Und ... eigentlich (!), wenn wir ehrlich sind, klingt es ja - objektiv betrachtet - NICHT gut. Im Sinne von Wohlklang.
Es ist halt nur so, daß wir alle (und unsere Ahnen) uns an diesen rauen Sound gewöhnt und ihn lieben gelernt haben. Mich eingeschlossen.

Thomas
 
Aber Hans_3 HAT es doch oben gut erklärt.
Und ... eigentlich (!), wenn wir ehrlich sind, klingt es ja - objektiv betrachtet - NICHT gut. Im Sinne von Wohlklang.
Es ist halt nur so, daß wir alle (und unsere Ahnen) uns an diesen rauen Sound gewöhnt und ihn lieben gelernt haben. Mich eingeschlossen.

Thomas

Schöne Einlassung! Den Ball nehme ich mal auf:

Es gibt es noch ganz andere Kandidaten, die in früheren Zeiten nicht ohrtauglich waren, aber es im Laufe von Jahrhunderten durch einen laaangen Gewöhnungsprozess geworden sind:

Einen Dur-Akkord mit großer Septime (z.B. Cmaj7) empfinden wir heute als etablierte und stabile Farbe. Vor >150 Jahren klang sowas scheußlich.

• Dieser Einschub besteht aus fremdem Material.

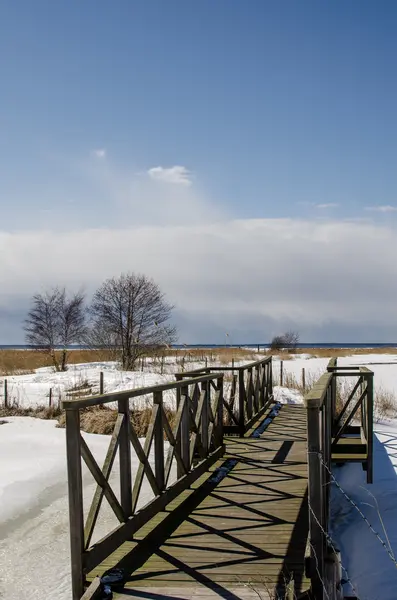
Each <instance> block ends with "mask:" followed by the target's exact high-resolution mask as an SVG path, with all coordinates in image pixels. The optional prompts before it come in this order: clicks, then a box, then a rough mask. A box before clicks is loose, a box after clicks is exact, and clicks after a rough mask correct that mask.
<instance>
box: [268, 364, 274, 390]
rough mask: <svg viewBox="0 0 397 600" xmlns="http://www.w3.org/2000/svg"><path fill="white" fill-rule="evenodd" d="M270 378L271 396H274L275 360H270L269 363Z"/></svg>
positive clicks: (268, 387)
mask: <svg viewBox="0 0 397 600" xmlns="http://www.w3.org/2000/svg"><path fill="white" fill-rule="evenodd" d="M268 377H269V387H268V389H269V394H270V396H273V358H270V361H269V373H268Z"/></svg>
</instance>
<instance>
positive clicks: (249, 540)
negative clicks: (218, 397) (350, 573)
mask: <svg viewBox="0 0 397 600" xmlns="http://www.w3.org/2000/svg"><path fill="white" fill-rule="evenodd" d="M262 419H263V418H262ZM259 423H260V421H259V422H258V423H257V425H258V424H259ZM252 433H253V430H251V431H250V432H248V433H247V435H246V436H245V437H244V438H237V437H229V438H226V439H225V443H226V454H225V456H224V458H223V459H222V460H221V461H219V462H218V463H216V464H215V465H214V467H213V469H212V473H211V472H210V473H206V474H205V475H204V476H203V477H201V478H200V479H199V480H197V481H196V482H195V484H194V485H193V486H192V487H191V488H190V489H188V490H186V491H185V492H183V493H182V494H181V495H180V496H179V497H178V498H177V499H176V500H175V501H174V502H172V503H170V504H169V505H168V507H167V509H166V510H165V511H162V512H161V513H158V514H157V515H156V517H155V518H154V519H152V521H150V522H149V523H148V524H147V525H146V526H144V527H143V528H142V529H141V530H140V531H139V532H138V533H137V534H136V535H135V537H134V540H133V541H131V542H126V543H124V544H123V545H122V546H121V547H120V548H119V549H118V550H117V551H116V552H114V553H113V554H112V555H111V556H110V557H109V558H108V559H107V560H106V562H104V563H102V565H100V566H99V567H98V568H97V569H95V570H94V571H93V572H92V573H91V574H90V579H91V578H92V577H93V576H95V575H96V574H101V573H103V571H104V570H105V569H107V568H110V567H114V566H118V567H122V568H124V569H125V570H126V572H127V573H129V576H128V580H127V582H126V585H125V589H124V591H123V592H122V593H120V594H115V596H114V597H115V598H125V599H126V598H136V599H143V598H145V599H153V600H154V599H156V600H159V599H161V598H169V599H170V598H172V599H173V600H182V599H190V598H194V599H201V598H202V599H210V598H224V599H230V600H238V599H244V600H246V599H247V600H248V599H251V598H252V599H254V598H255V599H258V598H262V599H263V600H266V599H267V598H272V599H273V598H278V597H280V598H284V593H285V590H286V587H287V586H288V582H290V580H291V579H292V578H293V580H294V584H293V586H294V587H293V588H292V589H293V590H294V592H295V593H296V594H297V596H298V597H299V593H302V592H304V591H306V590H308V589H309V587H310V582H309V580H308V579H306V578H305V575H304V558H305V555H306V546H307V538H308V508H307V428H306V411H305V409H304V408H303V407H302V406H291V405H286V406H283V407H282V409H281V411H280V413H279V415H278V416H277V417H275V419H274V421H273V422H272V423H271V424H270V425H269V427H268V428H267V429H266V430H265V431H264V432H263V433H262V434H261V435H260V436H259V437H252ZM220 467H223V468H221V470H219V468H220ZM289 586H290V587H291V584H289ZM291 592H292V590H291ZM290 597H296V596H294V595H291V596H290Z"/></svg>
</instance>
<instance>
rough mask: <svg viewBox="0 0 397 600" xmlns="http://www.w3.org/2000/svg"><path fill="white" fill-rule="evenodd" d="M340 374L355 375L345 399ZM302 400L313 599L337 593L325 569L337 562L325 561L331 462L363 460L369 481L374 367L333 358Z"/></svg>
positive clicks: (355, 461) (309, 570) (340, 376)
mask: <svg viewBox="0 0 397 600" xmlns="http://www.w3.org/2000/svg"><path fill="white" fill-rule="evenodd" d="M339 377H344V378H352V379H353V381H352V390H351V392H350V393H349V395H348V398H347V399H345V400H344V399H343V398H342V397H340V391H339V390H338V383H337V381H338V378H339ZM304 401H305V406H306V408H307V430H308V468H309V491H308V504H309V530H310V548H311V563H310V569H309V572H310V577H311V580H312V594H313V598H314V599H315V600H324V598H327V597H329V598H331V597H334V596H333V595H331V592H332V585H333V583H332V581H331V580H330V577H329V575H328V574H327V571H326V569H327V568H328V569H329V565H330V564H331V563H332V562H333V561H326V560H325V559H326V558H327V556H329V553H330V550H331V549H330V548H329V546H328V544H327V542H328V539H329V538H328V532H329V506H330V483H331V479H332V477H331V472H332V470H331V466H332V463H333V462H351V461H353V462H361V463H362V464H363V468H364V469H365V470H366V471H367V482H369V483H371V482H372V471H373V442H372V437H373V372H372V371H370V370H369V369H367V368H364V367H360V368H355V367H338V365H337V362H336V359H333V360H332V361H331V362H330V363H329V365H328V370H327V373H325V374H324V375H322V376H321V377H320V379H319V380H318V381H317V383H316V384H315V386H314V387H313V389H312V390H311V391H310V392H309V393H308V394H307V395H306V396H305V399H304ZM353 421H355V424H354V425H353ZM356 421H358V422H359V423H360V424H356ZM346 442H347V443H346ZM324 586H326V589H325V591H324ZM327 586H329V587H328V588H327Z"/></svg>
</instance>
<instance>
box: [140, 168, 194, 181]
mask: <svg viewBox="0 0 397 600" xmlns="http://www.w3.org/2000/svg"><path fill="white" fill-rule="evenodd" d="M148 175H149V177H150V178H151V179H155V180H158V181H165V182H167V183H175V184H177V185H186V186H190V185H191V183H192V180H191V173H190V171H189V170H188V169H186V167H183V166H181V165H175V166H174V167H152V168H151V169H149V170H148Z"/></svg>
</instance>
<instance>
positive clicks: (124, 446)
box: [63, 373, 224, 600]
mask: <svg viewBox="0 0 397 600" xmlns="http://www.w3.org/2000/svg"><path fill="white" fill-rule="evenodd" d="M168 390H176V392H177V402H178V404H177V412H176V415H175V419H174V420H173V421H169V415H168V414H167V412H166V410H165V405H164V396H163V393H164V392H165V391H168ZM148 394H151V395H152V400H153V402H152V406H151V415H150V423H149V426H148V430H147V434H146V437H145V440H144V443H143V444H142V443H141V441H140V436H139V435H138V433H139V432H137V431H136V430H135V426H134V424H133V422H132V421H131V415H130V408H129V399H130V398H136V397H139V396H147V395H148ZM109 402H116V403H117V412H118V414H117V419H116V421H115V425H114V431H113V434H112V436H111V437H110V441H109V449H108V452H107V454H106V457H105V462H104V464H103V466H102V468H101V467H100V466H99V464H98V463H97V461H96V459H95V457H94V455H93V453H92V452H91V450H90V448H89V440H87V439H86V438H83V437H82V435H81V432H80V411H81V410H83V409H85V408H87V407H92V406H101V405H103V404H107V403H109ZM63 407H64V408H65V412H66V441H67V466H68V483H69V519H70V540H71V558H72V590H73V600H80V599H81V597H82V596H83V593H84V580H85V576H86V574H87V573H88V572H90V571H91V570H92V569H93V568H94V567H96V566H97V565H98V564H100V563H101V562H102V561H103V560H104V559H105V558H106V557H108V556H109V555H110V554H111V553H112V552H114V550H115V549H116V548H117V547H118V546H119V545H120V544H121V543H123V542H124V541H126V540H127V539H129V538H130V537H131V535H132V534H133V533H134V532H135V531H137V530H138V529H139V528H140V527H142V526H143V525H144V524H145V523H147V521H148V520H149V519H151V518H152V517H153V516H154V514H156V513H157V512H158V511H160V510H164V508H165V507H166V506H167V504H169V502H171V501H172V500H173V499H174V498H176V496H177V495H178V494H180V493H181V491H183V490H184V489H185V488H187V487H188V486H190V485H191V484H192V483H193V482H194V481H195V480H196V479H198V478H199V477H200V476H201V475H202V474H203V473H204V472H205V471H207V470H208V469H209V468H210V467H211V465H212V464H214V462H216V461H217V460H218V459H219V458H221V457H222V455H223V453H224V445H223V408H224V398H223V373H216V374H214V373H213V374H207V375H204V376H200V377H196V378H193V379H183V380H181V381H174V382H170V383H168V384H162V385H157V386H150V387H146V388H139V389H133V390H126V391H122V392H116V393H113V394H104V395H103V396H94V397H91V398H82V399H76V400H67V401H65V402H64V403H63ZM165 439H166V440H167V441H168V445H169V449H168V452H167V456H166V457H165V455H164V440H165ZM152 448H153V449H154V464H153V462H152V460H151V450H152ZM131 450H133V451H135V455H136V457H137V459H138V468H137V470H136V473H135V475H134V478H133V477H132V470H131ZM117 453H118V455H119V466H120V468H119V480H120V496H119V497H118V495H117V494H116V493H115V492H114V490H113V489H112V484H111V483H110V475H111V472H112V468H113V464H114V461H115V458H116V455H117ZM149 456H150V460H149ZM82 461H84V462H85V464H86V466H87V468H88V470H89V472H90V473H91V475H92V476H93V478H94V480H95V481H96V484H97V488H96V490H95V493H94V496H93V498H92V503H91V507H90V508H89V511H88V515H87V519H86V522H85V523H84V511H83V479H82V469H81V464H82ZM173 463H176V466H177V471H176V480H175V481H174V482H171V481H170V478H171V474H172V473H173V472H174V471H172V465H173ZM145 477H146V479H147V481H148V483H149V485H150V487H151V489H152V491H153V495H154V498H153V500H151V501H150V502H149V503H148V504H146V505H145V506H144V507H143V508H140V501H141V500H142V497H141V491H142V484H143V481H144V478H145ZM104 499H106V500H107V502H108V503H109V505H110V507H111V508H112V510H113V512H114V513H115V515H116V517H117V519H118V521H119V522H120V525H119V526H118V527H116V528H115V529H113V531H111V532H109V533H108V535H106V536H105V537H104V538H102V539H101V540H99V541H97V542H96V543H95V544H94V545H92V544H91V540H92V538H93V534H94V530H95V526H96V523H97V520H98V515H99V514H100V511H101V506H102V502H103V500H104Z"/></svg>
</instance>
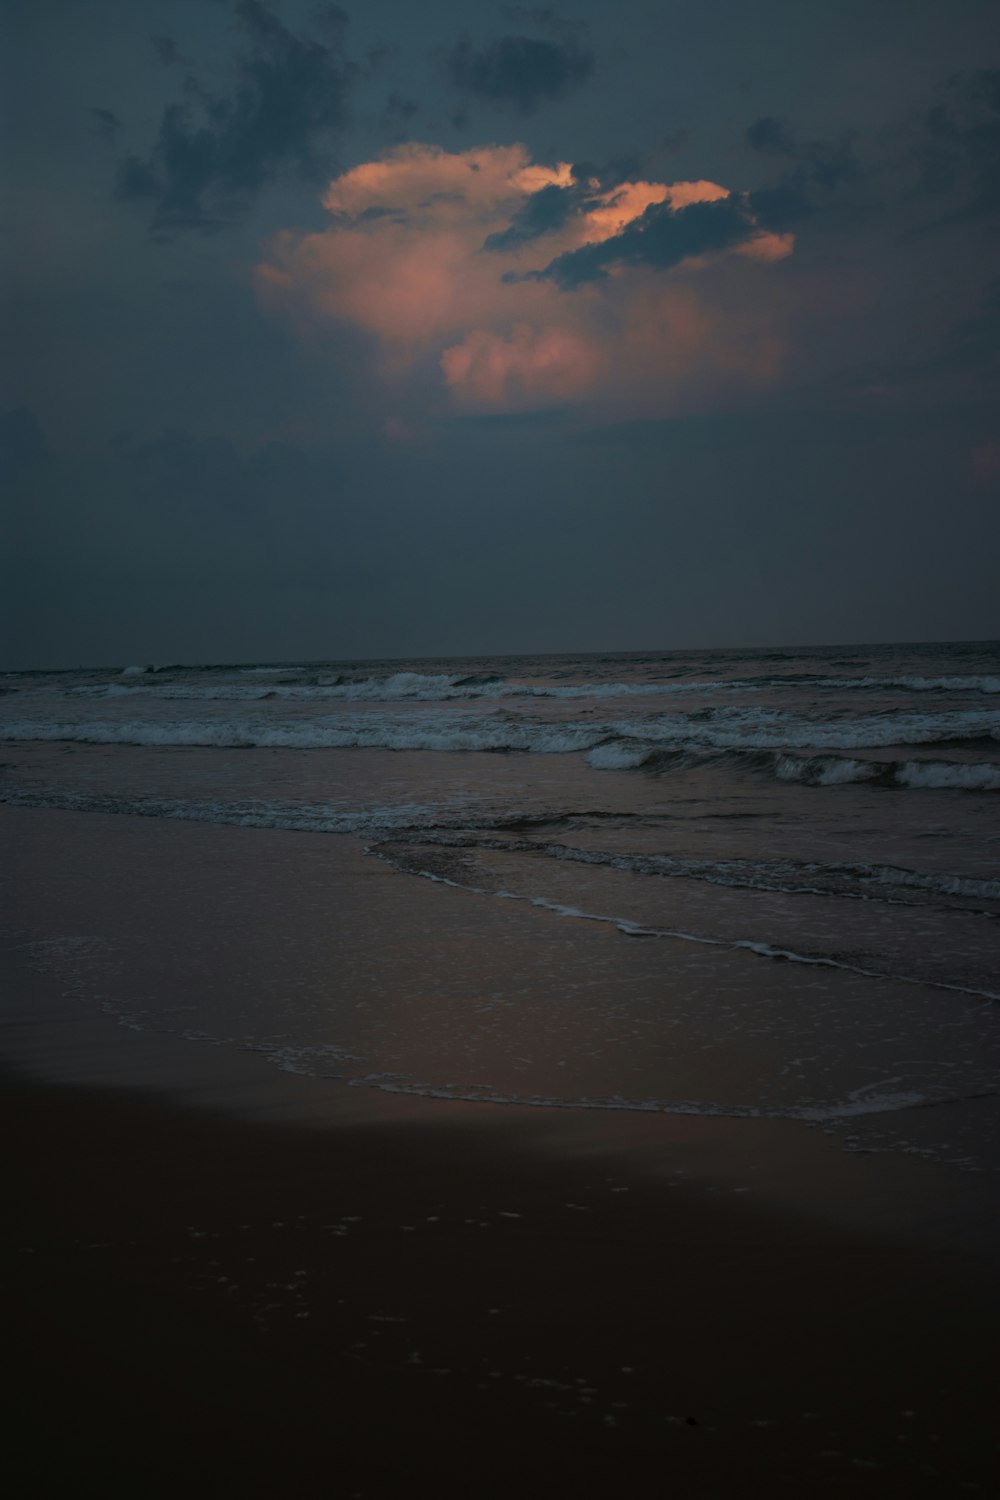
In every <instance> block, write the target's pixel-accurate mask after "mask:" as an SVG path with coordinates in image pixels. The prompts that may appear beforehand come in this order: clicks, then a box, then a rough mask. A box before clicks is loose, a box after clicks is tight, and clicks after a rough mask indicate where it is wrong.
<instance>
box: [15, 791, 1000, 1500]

Gängig sind heute Zusammenklänge mit kl. Sept (z.B. F7 in einem C-Blues), die für sich stehen können, ohne sich unbedingt auflösen zu müssen. Das war vor dem 20. Jahrhundert ein no go (Tritonus - Teufelsintervall)

Auch sus2 und sus4 waren mal Klänge, die sich unbedingt auflösen mussten. Heute wird dieses Spannungspotenzial als stabile Klangfarbe auch ohne Auflösung (teils schon inflationär im New Pop) eingesetzt.

Dann gibt es noch Nummern, die zu Fahrstuhlmusikohrwurmwelthits geworden sind, obwohl (oder gerade deshalb?) es darin nur so wimmelt vor Alterationen (b9, b5 ...), Tritonussubstituten und spontanen Rückungen -wie z.B. Girl from Ipanema oder Desafinado. Hier bilden raffinierte schlüssigen Melodien die Klammer zu Akkorden, die einzeln gespielt geeigent sein können, im ungeübten Ohr Unwohlsein erzeugen können.

Last not least ist der blues'sche Klangkonflikt (3 vs. b3=#9) ja längst in einen Akkord aufgangen, den wird als völlig etablierte, eigenständige Klangfarbe (und nicht mehr als grausamen Konflikt) wahrnehmen und supergerne spielen: 7#9.